Beim Zappen heute Samstagabend blieb ich eine Weile bei RTL hängen und fing mir kurz hintereinander zwei heftige Trigger ein. Es war kein Halloween-Splatter, der das auslöste, sondern das Quiz „Wer wird Millionär? – Das große Zocker-Spezial“ mit Günther Jauch.
Jauch bemüht sich ja stets, irgendwie ironisch oder witzig zu sein, bleibt dabei aber auch meist dröge und holprig. In den fünf Minuten, die ich ihm zusah, sonderte er zwei unterirdische Bonmots ab, die mir aber ein klares Zeichen dafür waren, wie tief verankert die Strukturen alltäglicher Männerverachtung und sexuellen Missbrauchs gegenüber Jungen in unserer Gesellschaft sind. Zu diesen Strukturen gehört, dass wir unbedacht über den Missbrauch von Jungen durch Frauen witzeln und widerliche Männerverachtung ausdrücken dürfen, ohne befürchten zu müssen, dass wir hierfür gemaßregelt oder im Fall Günther Jauch ausgebuht werden würden.
Um es zu illustrieren, was ich meine, verdrehe ich Jauchs unauffällige Fauxpas.

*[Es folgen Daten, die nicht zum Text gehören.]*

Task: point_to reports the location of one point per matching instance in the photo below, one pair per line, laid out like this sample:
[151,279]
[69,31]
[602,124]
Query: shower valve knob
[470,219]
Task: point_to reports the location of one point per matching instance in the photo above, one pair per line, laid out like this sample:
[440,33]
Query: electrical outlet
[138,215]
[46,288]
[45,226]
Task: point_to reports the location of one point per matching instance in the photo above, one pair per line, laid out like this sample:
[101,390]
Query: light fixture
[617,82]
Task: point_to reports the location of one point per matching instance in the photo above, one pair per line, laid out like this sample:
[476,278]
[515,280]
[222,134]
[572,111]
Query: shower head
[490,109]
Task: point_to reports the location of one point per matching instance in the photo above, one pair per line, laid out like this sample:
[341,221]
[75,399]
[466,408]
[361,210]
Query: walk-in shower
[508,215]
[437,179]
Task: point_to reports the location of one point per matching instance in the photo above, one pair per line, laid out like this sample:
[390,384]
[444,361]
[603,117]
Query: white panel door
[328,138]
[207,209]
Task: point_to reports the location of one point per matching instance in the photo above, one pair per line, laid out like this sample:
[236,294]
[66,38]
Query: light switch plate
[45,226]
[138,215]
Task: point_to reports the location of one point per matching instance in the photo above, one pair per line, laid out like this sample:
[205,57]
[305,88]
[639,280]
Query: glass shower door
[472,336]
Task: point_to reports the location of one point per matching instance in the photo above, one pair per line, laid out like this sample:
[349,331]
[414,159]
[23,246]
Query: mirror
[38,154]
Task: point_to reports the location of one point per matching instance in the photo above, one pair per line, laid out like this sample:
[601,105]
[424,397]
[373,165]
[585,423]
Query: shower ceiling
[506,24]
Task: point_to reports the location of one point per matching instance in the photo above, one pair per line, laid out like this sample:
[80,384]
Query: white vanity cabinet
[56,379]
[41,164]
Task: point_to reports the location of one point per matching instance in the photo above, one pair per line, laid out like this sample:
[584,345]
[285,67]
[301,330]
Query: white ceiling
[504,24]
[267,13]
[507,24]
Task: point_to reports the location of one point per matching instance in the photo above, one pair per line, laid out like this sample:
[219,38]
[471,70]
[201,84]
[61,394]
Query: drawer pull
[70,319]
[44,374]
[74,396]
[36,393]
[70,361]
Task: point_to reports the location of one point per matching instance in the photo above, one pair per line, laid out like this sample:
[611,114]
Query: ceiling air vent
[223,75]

Stellen Sie sich vor, Jauch hätte gesagt: „Sie war 16 und ich war 35“, oder im zweiten Fall: „Frauen sollte man nach dem Sex wie Drohnen entsorgen“. Ganz bestimmt wäre schon, Sekunden nachdem dieser Blödsinn über seine Lippen gekommen war, ein Shitstorm losgeweht, der ihn in die Frührente gefegt hätte.
Doch Jauch sagte nichts dergleichen, deswegen gab es keine Empörungswelle und auch – außer meiner – keine weitere Nachbetrachtung. Jauchs Fauxpas war keiner, denn niemand nahm ihn als solches wahr. Es war nur einmal mehr etwas von der alltäglichen Niedertracht gegenüber Männer und Jungen und die sexuelle Gewalt, unter der sie still und „mannhaft“ leiden. Und eben das sind für mich erkennbare Strukturen des Missbrauchs für den unsere Gesellschaft als ganzes verantwortlich ist.
Im ersten Fall zweideutelte Jauch ein wenig über die heißen Nächte in Rio de Janeiro und spielte der Kandidatin gegenüber an, dass sie die Zweisamkeit mit ihrem Freund in Rio wohl wie eine nächtliche Sonne erhitzt haben würde, und zitierte schließlich falsch als Pointe: „Ich war 16 und sie war 35“. Eine Anspielung auf das Lied „Und es war Sommer“ von Peter Maffay. Dort lautet eine Zeile „Ich war 16 und sie war 31“. – Ich habe unter anderem über dieses Lied bereits hier in meinem Beitrag: „Jungs sind nicht missbrauchbar! Schon gar nicht durch Frauen“, gebloggt.
Im zweiten Fall machte uns Günther Jauch die in der Mitte der Gesellschaft angekommene faschistoide Feministin Valerie Solanas (1936-1988). Auf die Frage: „Wo herrscht einen Großteil des Jahres im wahren Sinne des Wortes eine reine Weiberwirtschaft?“, gab die Kandidatin, nachdem sie zwei Joker eingesetzt hatte, unwissentlich die richtige Antwort: die Bienen. Jauch erläuterte ihr daraufhin den Drohnenmord der Bienen, indem er vergleichend feststellte, dass das alljährliche Ritual auch ein Vorbild für den Menschen sein könnte. Denn die männlichen Bienen würden nach dem Sexualakt nicht mehr gebraucht und seien dann völlig nutzlos.
Also schließe ich: Erst wenn derlei Sprüche mich nicht mehr triggern können, weil sie, von jedermann als unterirdisch erkannt, gar nicht mehr über die Lippen gehen, sind wir einen Schritt weiter und gesellschaftliche Strukturen des sexuellen Missbrauchs erkennbar geschliffen.